You are viewing a plain text version of this content. The canonical link for it is here.
Posted to commits@spark.apache.org by db...@apache.org on 2020/02/14 21:50:24 UTC

[spark] branch branch-3.0 updated: [SPARK-30289][SQL] Partitioned by Nested Column for `InMemoryTable`

This is an automated email from the ASF dual-hosted git repository.

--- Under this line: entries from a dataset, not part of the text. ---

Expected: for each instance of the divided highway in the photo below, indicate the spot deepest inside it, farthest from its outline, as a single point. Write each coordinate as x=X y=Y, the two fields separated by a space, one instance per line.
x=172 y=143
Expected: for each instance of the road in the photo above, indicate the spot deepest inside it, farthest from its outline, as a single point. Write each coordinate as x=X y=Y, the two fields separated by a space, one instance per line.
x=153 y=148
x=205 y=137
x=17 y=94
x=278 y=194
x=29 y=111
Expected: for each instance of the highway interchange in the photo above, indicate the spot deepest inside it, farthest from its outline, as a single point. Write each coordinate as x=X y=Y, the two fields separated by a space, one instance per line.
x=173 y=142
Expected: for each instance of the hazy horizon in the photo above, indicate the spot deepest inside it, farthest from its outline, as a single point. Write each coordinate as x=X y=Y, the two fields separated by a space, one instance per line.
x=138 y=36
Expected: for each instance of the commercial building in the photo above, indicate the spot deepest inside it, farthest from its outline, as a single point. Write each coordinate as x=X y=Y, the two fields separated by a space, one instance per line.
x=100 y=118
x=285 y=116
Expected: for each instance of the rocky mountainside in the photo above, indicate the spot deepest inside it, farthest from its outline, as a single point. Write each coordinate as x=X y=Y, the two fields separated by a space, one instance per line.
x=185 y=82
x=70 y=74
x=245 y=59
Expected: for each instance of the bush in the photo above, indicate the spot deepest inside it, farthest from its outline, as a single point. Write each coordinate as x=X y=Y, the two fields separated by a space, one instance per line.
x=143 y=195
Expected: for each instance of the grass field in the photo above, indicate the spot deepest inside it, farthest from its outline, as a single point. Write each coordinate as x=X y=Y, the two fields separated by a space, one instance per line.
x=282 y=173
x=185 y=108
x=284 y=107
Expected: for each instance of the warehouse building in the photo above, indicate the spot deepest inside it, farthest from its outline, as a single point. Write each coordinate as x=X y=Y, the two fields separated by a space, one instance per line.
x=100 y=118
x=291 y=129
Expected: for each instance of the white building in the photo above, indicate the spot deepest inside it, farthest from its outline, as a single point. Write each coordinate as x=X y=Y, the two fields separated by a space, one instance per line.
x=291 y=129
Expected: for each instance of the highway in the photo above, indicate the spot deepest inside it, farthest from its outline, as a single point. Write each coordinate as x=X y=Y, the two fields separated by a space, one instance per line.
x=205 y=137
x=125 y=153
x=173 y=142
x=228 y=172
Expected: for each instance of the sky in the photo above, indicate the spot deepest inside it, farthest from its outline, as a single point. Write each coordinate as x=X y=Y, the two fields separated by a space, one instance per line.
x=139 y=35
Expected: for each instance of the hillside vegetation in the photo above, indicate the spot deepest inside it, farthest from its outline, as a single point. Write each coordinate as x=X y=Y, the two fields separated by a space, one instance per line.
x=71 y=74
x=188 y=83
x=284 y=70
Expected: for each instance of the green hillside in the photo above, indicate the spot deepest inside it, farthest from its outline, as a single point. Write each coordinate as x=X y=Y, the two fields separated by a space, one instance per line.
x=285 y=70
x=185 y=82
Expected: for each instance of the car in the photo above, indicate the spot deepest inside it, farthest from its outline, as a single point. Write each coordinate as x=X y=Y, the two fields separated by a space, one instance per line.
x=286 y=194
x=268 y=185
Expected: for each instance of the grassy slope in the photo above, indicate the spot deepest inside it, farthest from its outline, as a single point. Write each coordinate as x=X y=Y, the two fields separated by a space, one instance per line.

dbtsai pushed a commit to branch branch-3.0
in repository https://gitbox.apache.org/repos/asf/spark.git


The following commit(s) were added to refs/heads/branch-3.0 by this push:
     new 2824fec9 [SPARK-30289][SQL] Partitioned by Nested Column for `InMemoryTable`
2824fec9 is described below

commit 2824fec9fa57444b7c64edb8226cf75bb87a2e5d
Author: DB Tsai <d_...@apple.com>
AuthorDate: Fri Feb 14 21:46:01 2020 +0000

    [SPARK-30289][SQL] Partitioned by Nested Column for `InMemoryTable`
    
    ### What changes were proposed in this pull request?
    1. `InMemoryTable` was flatting the nested columns, and then the flatten columns was used to look up the indices which is not correct.
    
    This PR implements partitioned by nested column for `InMemoryTable`.
    
    ### Why are the changes needed?
    
    This PR implements partitioned by nested column for `InMemoryTable`, so we can test this features in DSv2
    
    ### Does this PR introduce any user-facing change?
    
    No.
    
    ### How was this patch tested?
    
    Existing unit tests and new tests.
    
    Closes #26929 from dbtsai/addTests.
    
    Authored-by: DB Tsai <d_...@apple.com>
    Signed-off-by: DB Tsai <d_...@apple.com>
    (cherry picked from commit d0f961476031b62bda0d4d41f7248295d651ea92)
    Signed-off-by: DB Tsai <d_...@apple.com>
---
 .../apache/spark/sql/connector/InMemoryTable.scala | 35 +++++++--
 .../apache/spark/sql/DataFrameWriterV2Suite.scala  | 86 +++++++++++++++++++++-
 2 files changed, 114 insertions(+), 7 deletions(-)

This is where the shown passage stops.